Et voilà qu’à partir du 18 juillet, parvenaient de Toscane des nouvelles selon lesquelles, sous le regard de son fidèle et réservé mécano, il s’entraînait comme un fou: le fond derrière la voiture le matin et la salle de gym l’après-midi. Ses supporters étaient sûrs que, d’un moment à l’autre, Mario annoncerait son retour. Zolder était à l’horizon. Comment pouvait-il permettre à l’histoire de retenir que Leblanc l’avait d’abord empêché de participer au Tour de France avant de l’obliger à mettre un terme à sa carrière?

« On ne pouvait permettre à Leblanc de me traiter comme une marionnette. Personne ne lui a expliqué que j’étais encore en mesure de donner le meilleur de moi-même, que j’ai sauvé le Giro. Le Tour appartient au cyclisme, pas à Leblanc ».

Il n’a pas osé l’annoncer à son père

Reviendra-t-il ou pas? En attendant, début août, Cipollini prend part à des circuits en Allemagne. La vedette, c’est toujours lui. C’est clair, il n’a pas cessé de s’entraîner. Le 28 août, le doute est levé: « Pendant ces deux mois, je me suis souvent dit que je ne me serais plus jamais remis un dossard sur le dos. Même si je n’avais pas dit à mon père, Vivaldo, que j’avais mis un terme à ma carrière, j’ai compris dans son regard toute la tristesse qui l’habitait. L’affection des gens, l’amitié de mon équipe et les messages reçus sont les facteurs qui, joints à ma passion pour ce sport, m’ont fait revenir sur ma décision. Et puis, je dois relever encore quelques défis: la Vuelta et le Mondial, sur un parcours qui me convient. Depuis que je suis gosse, je rêve d’endosser le maillot irisé et quelque chose me dis que je peux y arriver à Zolder. ».

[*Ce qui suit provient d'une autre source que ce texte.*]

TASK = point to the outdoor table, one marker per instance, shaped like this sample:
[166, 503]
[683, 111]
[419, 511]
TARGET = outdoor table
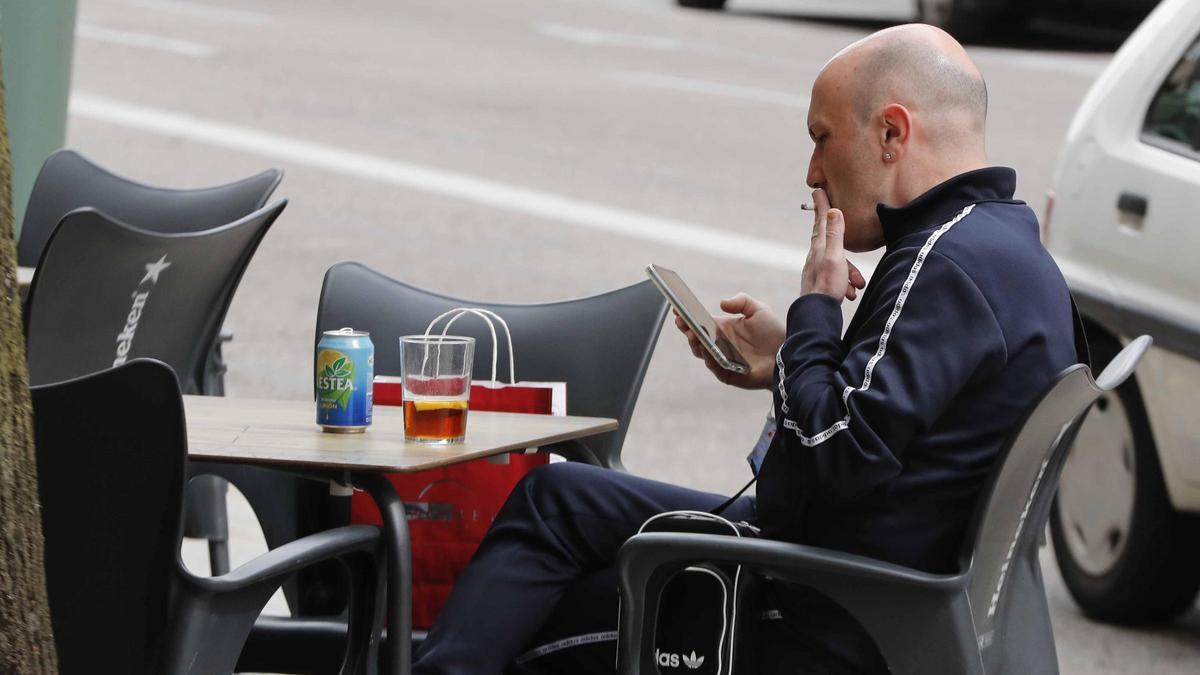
[285, 435]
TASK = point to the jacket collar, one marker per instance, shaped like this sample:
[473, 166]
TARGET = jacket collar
[941, 202]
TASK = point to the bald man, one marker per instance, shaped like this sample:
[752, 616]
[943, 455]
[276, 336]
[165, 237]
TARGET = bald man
[885, 434]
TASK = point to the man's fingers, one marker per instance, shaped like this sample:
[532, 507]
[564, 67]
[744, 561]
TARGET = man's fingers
[820, 201]
[820, 216]
[681, 323]
[739, 304]
[834, 232]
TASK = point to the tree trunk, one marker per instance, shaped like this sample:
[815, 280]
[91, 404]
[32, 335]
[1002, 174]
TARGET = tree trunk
[27, 639]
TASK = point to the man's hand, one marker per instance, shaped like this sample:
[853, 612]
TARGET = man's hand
[756, 333]
[826, 269]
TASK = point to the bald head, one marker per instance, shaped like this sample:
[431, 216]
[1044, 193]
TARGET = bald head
[921, 67]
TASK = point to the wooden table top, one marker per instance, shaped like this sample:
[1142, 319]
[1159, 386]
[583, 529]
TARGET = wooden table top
[286, 432]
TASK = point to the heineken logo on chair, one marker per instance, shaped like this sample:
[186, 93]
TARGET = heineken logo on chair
[141, 294]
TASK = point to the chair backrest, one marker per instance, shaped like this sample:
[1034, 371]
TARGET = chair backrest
[69, 181]
[106, 292]
[600, 345]
[1002, 559]
[111, 459]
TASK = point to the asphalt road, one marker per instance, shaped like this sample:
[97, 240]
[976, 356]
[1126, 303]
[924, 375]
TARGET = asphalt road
[533, 150]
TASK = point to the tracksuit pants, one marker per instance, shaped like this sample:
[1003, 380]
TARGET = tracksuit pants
[561, 527]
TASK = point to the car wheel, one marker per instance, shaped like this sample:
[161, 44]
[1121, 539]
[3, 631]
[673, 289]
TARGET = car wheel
[966, 24]
[1126, 555]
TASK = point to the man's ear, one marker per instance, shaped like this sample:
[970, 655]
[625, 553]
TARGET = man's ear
[895, 132]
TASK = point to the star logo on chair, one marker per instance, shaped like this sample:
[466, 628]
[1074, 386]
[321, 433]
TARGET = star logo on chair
[155, 269]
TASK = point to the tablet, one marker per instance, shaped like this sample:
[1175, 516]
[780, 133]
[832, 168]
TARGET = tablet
[697, 318]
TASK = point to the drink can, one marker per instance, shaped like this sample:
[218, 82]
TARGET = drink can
[345, 370]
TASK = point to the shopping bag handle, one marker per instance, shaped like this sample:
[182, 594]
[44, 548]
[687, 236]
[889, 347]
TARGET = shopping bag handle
[487, 316]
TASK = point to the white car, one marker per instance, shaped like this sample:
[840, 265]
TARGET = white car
[1122, 221]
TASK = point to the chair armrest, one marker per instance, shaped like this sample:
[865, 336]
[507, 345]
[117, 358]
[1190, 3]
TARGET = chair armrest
[921, 621]
[579, 451]
[213, 616]
[292, 557]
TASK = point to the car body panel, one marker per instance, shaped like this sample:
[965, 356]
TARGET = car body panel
[1140, 275]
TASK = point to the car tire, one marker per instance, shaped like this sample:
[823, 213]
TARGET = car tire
[1151, 572]
[966, 24]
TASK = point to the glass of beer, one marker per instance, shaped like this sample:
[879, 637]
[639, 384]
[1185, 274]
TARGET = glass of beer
[436, 371]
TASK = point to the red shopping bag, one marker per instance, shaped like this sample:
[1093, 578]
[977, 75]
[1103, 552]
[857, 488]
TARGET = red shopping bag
[449, 509]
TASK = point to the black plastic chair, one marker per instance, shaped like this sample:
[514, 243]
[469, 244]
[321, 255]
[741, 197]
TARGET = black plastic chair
[69, 181]
[990, 617]
[105, 291]
[112, 453]
[600, 346]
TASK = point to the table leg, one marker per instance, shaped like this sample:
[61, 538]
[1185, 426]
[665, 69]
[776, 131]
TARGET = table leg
[399, 650]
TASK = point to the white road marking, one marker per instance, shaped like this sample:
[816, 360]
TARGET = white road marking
[593, 37]
[537, 203]
[145, 41]
[712, 88]
[203, 11]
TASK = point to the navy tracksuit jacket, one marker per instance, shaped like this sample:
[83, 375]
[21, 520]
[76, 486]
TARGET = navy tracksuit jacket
[885, 440]
[887, 435]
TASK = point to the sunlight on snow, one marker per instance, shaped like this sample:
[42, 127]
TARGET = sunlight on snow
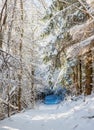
[53, 116]
[9, 128]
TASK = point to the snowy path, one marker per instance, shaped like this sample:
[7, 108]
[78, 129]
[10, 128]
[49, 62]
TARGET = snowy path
[73, 115]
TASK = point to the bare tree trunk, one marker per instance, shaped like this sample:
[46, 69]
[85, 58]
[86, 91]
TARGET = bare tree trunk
[20, 53]
[80, 76]
[88, 71]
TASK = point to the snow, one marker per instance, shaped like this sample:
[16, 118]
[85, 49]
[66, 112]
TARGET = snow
[69, 115]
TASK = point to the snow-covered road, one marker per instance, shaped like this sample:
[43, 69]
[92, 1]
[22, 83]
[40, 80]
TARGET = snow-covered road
[70, 115]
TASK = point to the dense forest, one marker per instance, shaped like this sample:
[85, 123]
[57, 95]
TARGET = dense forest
[44, 46]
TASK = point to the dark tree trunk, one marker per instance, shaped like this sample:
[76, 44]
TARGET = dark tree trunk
[88, 71]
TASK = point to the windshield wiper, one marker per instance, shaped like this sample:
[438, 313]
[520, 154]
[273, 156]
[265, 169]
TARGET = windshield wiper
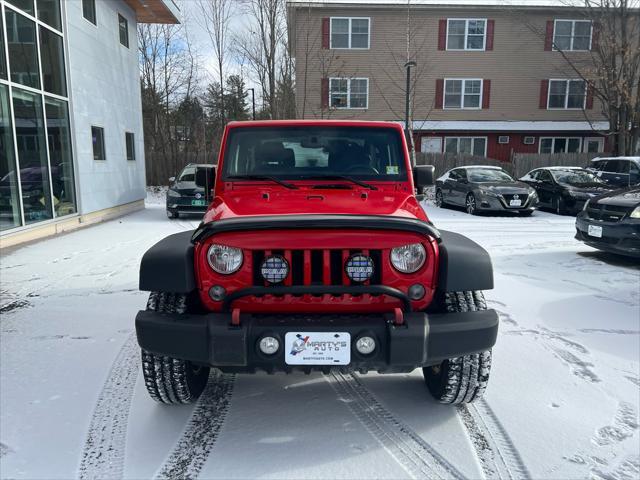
[290, 186]
[341, 177]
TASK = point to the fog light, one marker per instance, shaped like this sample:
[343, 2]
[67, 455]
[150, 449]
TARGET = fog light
[416, 292]
[217, 293]
[365, 345]
[269, 345]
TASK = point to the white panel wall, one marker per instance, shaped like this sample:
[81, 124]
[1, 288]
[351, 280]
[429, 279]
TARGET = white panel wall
[105, 91]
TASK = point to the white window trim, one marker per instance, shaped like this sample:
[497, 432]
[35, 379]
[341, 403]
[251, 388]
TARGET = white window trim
[566, 95]
[553, 144]
[331, 19]
[573, 32]
[600, 141]
[464, 80]
[349, 107]
[473, 141]
[466, 35]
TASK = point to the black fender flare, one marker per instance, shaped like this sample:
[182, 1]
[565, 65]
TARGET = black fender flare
[464, 265]
[168, 265]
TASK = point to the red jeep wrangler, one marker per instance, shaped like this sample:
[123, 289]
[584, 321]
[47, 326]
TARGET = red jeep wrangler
[315, 255]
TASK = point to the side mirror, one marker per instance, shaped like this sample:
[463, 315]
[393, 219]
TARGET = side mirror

Le premier rendez-vous a été positif: trois étapes à la Vuelta avant d’abandonner le 14 septembre.

« Comme prévu, je suis retourné à la maison après trois victoires qui m’ont rassuré sur mon excellent état de forme. Le moteur reste intact en dépit de ces 100 jours passés loin des pelotons. J’avais initialement prévu de quitter le Tour d’Espagne à Cordoba, au terme de la neuvième étape. Si j’ai anticipé mon départ de 24 heures, c’est parce que ma condition était meilleure que je ne le pensais et que je ne voulais pas presser inutilement mon physique. L’étape d’Ubrique, la huitième dont j’ai couvert les 75 premiers kilomètres, était pleine de montées et je n’avais pas besoin de me faire les jambes en escalade parce qu’il n’y en aura pas lors du Mondial. J’estime qu’il valait mieux parfaire la condition au Tour de la Province de Lucca et à Paris-Tours ».

Mais Cipollini a un contrat avec Acqua e Sapone jusqu’en 2003.

« Et puis il y a le record de victoires au Giro qui est de 41 et un compte à régler avec le Tour de France. Quand j’ai commencé à courir on m’a dit: -Le vélo a une âme: si turéussis à l’aimer comme il mérite, il saura te donner des émotions que tu n’oublierasjamais. J’étais jeune et je n’ai pas compris le sens de ces paroles. Avec le temps, j’ai fait mienne cette maxime parce que je tiens à faire passer le message à tous les jeunes qui désirent se lancer dans ce sport ».

Le soutien d’Armstrong et de Ronaldo

S’imaginait-il vraiment un cyclisme sans Cipollini.?

« Bien sûr, car Cipollini est tout simplement un homme qui roule à vélo, ce n’est pas l’incarnation du cyclisme. Si je n’étais pas revenu sur ma décision, le cyclisme n’aurait pas été orphelin, il aurait continué à vivre ».

N’a-t-il pas été égoïste?

« Non. J’ai donné beaucoup pour ce sport. Toute cette histoire m’a fait comprendre beaucoup de choses et, comme toujours dans la vie, tu te retrouves à un carrefour où tu es obligé de décider. J’ai fait un pas en arrière, mais c’est moi seul qui l’ai décidé. Et si c’était à refaire, je recommencerais car personne ne pourra me priver de ma liberté de penser et de parler. Il est vrai aussi que quand on reçoit un message d’ Armstrong t’invitant à revenir sur ta décision, tu te poses des questions et tu te dis que tout compte fait,tu es encore digne de figurer dans le peloton, en première ligne ».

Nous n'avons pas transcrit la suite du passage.